I’ve loved taking photos since I was young. I didn’t start looking at other photographers’ work until much later, but growing up I remember that my parents always made sure to take their camera out with them (their trusty old camera that they really loved, with a brilliant denim strap). Any moment, place or person they thought important, or that was special to them, they made sure to capture. This rubbed off on me, wanting to capture, document and save special moments.
Your work often celebrates the beauty of the individual, what is it that attracted you to the craftsmanship of Rolls-Royce?
The series I shot with Rolls-Royce was about the people and hand craftsmanship behind their new Cullinan car. I spent two days at Rolls-Royce in Goodwood shooting portraits and details across the different stages and departments. I liked the idea of the series being a mix of simple portraits celebrating the individuals at Rolls-Royce, and observed details of them at work.
This series is an inside look into production that’s not often granted to outsiders, was there something that you set out to capture or did you simply allow the surroundings to guide you?

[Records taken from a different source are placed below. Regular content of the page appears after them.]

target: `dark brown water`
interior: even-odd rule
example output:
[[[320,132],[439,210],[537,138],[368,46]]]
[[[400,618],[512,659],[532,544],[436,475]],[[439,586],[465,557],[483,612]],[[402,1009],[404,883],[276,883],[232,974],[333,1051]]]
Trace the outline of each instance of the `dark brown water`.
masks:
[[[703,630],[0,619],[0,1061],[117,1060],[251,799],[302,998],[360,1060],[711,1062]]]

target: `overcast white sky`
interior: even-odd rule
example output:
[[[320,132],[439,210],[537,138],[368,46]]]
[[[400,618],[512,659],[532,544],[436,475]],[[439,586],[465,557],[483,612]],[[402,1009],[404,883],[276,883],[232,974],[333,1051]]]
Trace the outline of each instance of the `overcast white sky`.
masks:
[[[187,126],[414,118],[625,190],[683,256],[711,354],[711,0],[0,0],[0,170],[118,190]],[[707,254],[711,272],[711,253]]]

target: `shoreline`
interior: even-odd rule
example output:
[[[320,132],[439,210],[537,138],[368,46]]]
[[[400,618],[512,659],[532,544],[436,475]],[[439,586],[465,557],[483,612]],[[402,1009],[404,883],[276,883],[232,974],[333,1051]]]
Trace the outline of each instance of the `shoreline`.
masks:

It was an exciting time to be there, it was ahead of the official release of Cullinan so everything was strictly under wraps with preparations being made for its reveal. I worked with a great guide at Rolls-Royce, David, who taught me about the history of the brand, showed me the process at each stage of development, and introduced me to teams within each department. The structure of shooting was based on spending time across each department and capturing the different stages and processes, with the aim to capture natural images of people and their craft.
Do you have a favorite image in this series? And why?
My favorite portrait from the series is a simple portrait taken quickly between the craftsman’s focused work, based on it feeling warm and natural.
You shot this selection of photos with the Leica SL. What is it about the camera, which you appreciate the most?
I shot the series with the Leica SL and SL 75mm, 50mm and 24-70mm lenses. Most portraits were shot with the APO SUMMICRON SL 1:2/75mm. This series was about getting natural moments and working quickly with the natural and available light at the Goodwood location. The electronic viewfinder of the SL and small bag with all lens options I want for the wide variety of subjects, allowed me to be quick and mobile on location.
Apart from this fantastic series, what can we look forward to seeing from you in the near future?
I will be continuing to shoot portraits and working with a mix of black and white and color photography and I’m looking forward to shooting out on location in London this summer.
What advice would you offer to anyone looking to improve their photography?
Keep it simple.
The full “Crafting Cullinan” series, including extra prints, will be exhibited at the Goodwood Festival of Speed from 12-15 July.